If the forthcoming impeachment trial of Donald Trump were taking place in a courtroom, the prosecutors could invoke the “law of the case” doctrine. What that means, in a real lawsuit, is that the Senate’s decision to allow the impeachment case against the former president to proceed would be the “law of the case,” and all 100 Senators, including the 45 who voted the other way, would be under a jural duty to consider and decide the case based on the evidence.

That is not what we are about to see. Rand Paul and others will refuse to take no for an answer and will continue to insist that the Senate has no power under the Constitution to consider the impeachment of a “private citizen.” They will lose once again, and the House Managers will present the evidence. Senators are required to remain silent during the hearings, but it is doubtful whether any of the “we shouldn’t be here” Republicans will be open to persuasion.

But facts matter, and much of the evidence will be in the form of social media video. The Senators have already seen the mob approach, destroy, injure, and kill and—unlike any trial in recent memory—they were present while the attack on the Capitol took place. However, this impeachment trial is not about the insurrection itself; it is about the House’s accusation that President Trump “engaged in high Crimes and Misdemeanors by inciting violence against the Government of the United States.”

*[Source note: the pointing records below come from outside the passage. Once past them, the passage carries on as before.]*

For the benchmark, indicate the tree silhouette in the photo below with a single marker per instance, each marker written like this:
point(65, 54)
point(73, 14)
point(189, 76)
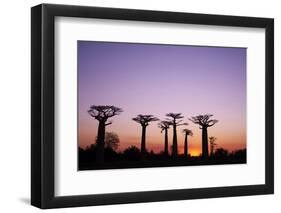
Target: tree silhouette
point(173, 118)
point(212, 145)
point(204, 123)
point(102, 113)
point(111, 140)
point(144, 121)
point(187, 132)
point(164, 126)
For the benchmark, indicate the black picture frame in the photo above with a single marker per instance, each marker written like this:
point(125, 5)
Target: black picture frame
point(43, 114)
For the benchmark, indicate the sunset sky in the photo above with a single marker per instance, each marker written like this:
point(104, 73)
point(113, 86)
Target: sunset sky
point(158, 79)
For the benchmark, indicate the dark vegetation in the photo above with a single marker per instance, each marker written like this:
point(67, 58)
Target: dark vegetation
point(104, 154)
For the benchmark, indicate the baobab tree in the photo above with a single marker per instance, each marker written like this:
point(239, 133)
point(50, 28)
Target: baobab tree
point(187, 132)
point(212, 145)
point(174, 119)
point(204, 122)
point(102, 113)
point(144, 121)
point(164, 126)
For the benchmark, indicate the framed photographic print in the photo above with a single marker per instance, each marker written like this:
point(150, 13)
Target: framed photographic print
point(169, 105)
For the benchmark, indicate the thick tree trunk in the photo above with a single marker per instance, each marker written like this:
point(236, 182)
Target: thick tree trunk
point(166, 152)
point(185, 146)
point(100, 143)
point(205, 152)
point(143, 148)
point(175, 142)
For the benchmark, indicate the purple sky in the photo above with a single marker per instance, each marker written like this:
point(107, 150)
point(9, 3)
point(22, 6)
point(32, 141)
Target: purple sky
point(157, 79)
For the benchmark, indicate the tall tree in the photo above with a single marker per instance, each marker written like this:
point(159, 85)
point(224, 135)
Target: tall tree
point(102, 113)
point(212, 145)
point(164, 126)
point(187, 132)
point(144, 121)
point(204, 122)
point(174, 119)
point(112, 140)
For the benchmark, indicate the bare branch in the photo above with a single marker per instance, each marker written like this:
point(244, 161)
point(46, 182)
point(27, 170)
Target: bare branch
point(187, 132)
point(203, 120)
point(103, 112)
point(144, 120)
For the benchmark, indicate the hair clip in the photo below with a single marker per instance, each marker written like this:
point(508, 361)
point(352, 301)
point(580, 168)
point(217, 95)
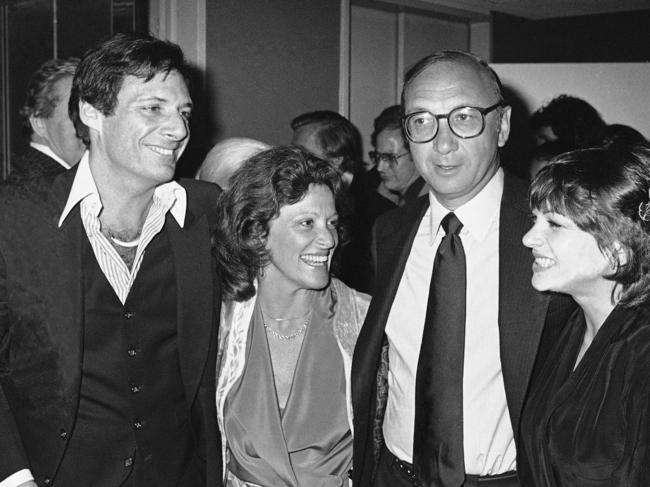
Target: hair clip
point(644, 211)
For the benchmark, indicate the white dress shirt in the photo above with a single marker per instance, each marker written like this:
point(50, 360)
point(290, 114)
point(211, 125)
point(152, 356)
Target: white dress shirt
point(488, 438)
point(50, 153)
point(169, 197)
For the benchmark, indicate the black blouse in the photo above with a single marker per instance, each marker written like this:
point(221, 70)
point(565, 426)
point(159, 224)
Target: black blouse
point(591, 426)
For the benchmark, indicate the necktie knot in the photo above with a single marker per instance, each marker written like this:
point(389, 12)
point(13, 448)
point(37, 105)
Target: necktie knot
point(451, 224)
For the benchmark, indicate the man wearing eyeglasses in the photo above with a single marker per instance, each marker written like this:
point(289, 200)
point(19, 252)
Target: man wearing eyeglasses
point(447, 348)
point(392, 157)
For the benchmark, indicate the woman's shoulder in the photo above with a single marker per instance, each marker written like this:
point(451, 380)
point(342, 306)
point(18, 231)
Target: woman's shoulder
point(347, 295)
point(350, 308)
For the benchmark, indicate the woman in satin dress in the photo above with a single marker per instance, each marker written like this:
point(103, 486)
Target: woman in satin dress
point(288, 329)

The single article of impeachment cites Trump’s refusal to accept the election results, his January 2 phone call urging the Georgia Secretary of State to “find” enough votes to make him the winner of that state’s electoral votes, and his January 6 “stop the steal” exhortation to the crowd that “if you don’t fight like hell you’re not going to have a country anymore.”

The impeachment trial evidence will likely go back to September 2020 when Trump told the Proud Boys to “stand back and stand by.” It will surely include his December 19, 2020, tweet “Big protest in D.C. on January 6th. Be there, will be wild.” And on January 6, Trump told the crowd that if the election of Biden were to go forward, “our country will be destroyed and we’re not going to stand for that.” Trump went on, “We’re going to walk down to the Capitol, and I’ll be there with you.”

If the evidence of Trump’s conduct stopped at that point, would Trump be guilty of inciting his followers to commit a crime? I have my doubts. Ever since he lost the election, he has behaved recklessly, but such conduct alone does not rise to the level of “high crimes and misdemeanors.” And when he gave his marching orders on January 6, he added the words “peacefully and patriotically.”

Trump did not join the march down Pennsylvania Avenue but stayed behind and watched the insurrection unfold on television in real time. Every case has a tipping point, and in this instance it came when his adoring crowd of listeners turned into a violent mob of insurrectionists. He was watching the mayhem with his own eyes, and he did not lift a hand to quell the riot.

That is not an opinion, it is a fact. It took hours after Trump supporters carrying weapons and confederate flags breached the Capitol before Trump finally spoke up. He told them it was time to “go home in peace.” He did not condemn the rioters, any more than he did the “very fine people on both sides” following the white supremacists’ 2017 rally in Charlottesville. This time, he told the crowd, “We love you, you’re very special.” Later that day, Trump urged these “great patriots” to “remember this day forever.” (Many of them will have ample time to do so while serving prison sentences.)

When Trump did not utter a word, did not send a tweet, did not signal those whom he had just dispatched to the Capitol to “stand back” and allow members of Congress to perform their constitutional duties, he violated the oath he took when he became President, to “support and defend the Constitution of the United States against all enemies, foreign and domestic.”

Trump denies any culpability. According to him, “People thought what I said was totally appropriate.” But he has yet to explain or defend his failure to act when the march turned into an assault. My guess is that Trump, in his disillusioned fog of anger, hoped the mob would succeed in preventing the certification of the electoral votes, thereby “stopping the steal.” If that explanation is correct, Trump put his inability to admit that he lost ahead of both the democratic process and the safety of every person inside the Capitol doing the public’s business.

For those senators willing to accept the law of this case—that a House vote to impeach may be heard even if the official is no longer in office—the evidence of guilt is compelling. In the words of Rep. Liz Cheney (R. Wyo.), “The president could have immediately and forcefully intervened to stop the violence. He did not.”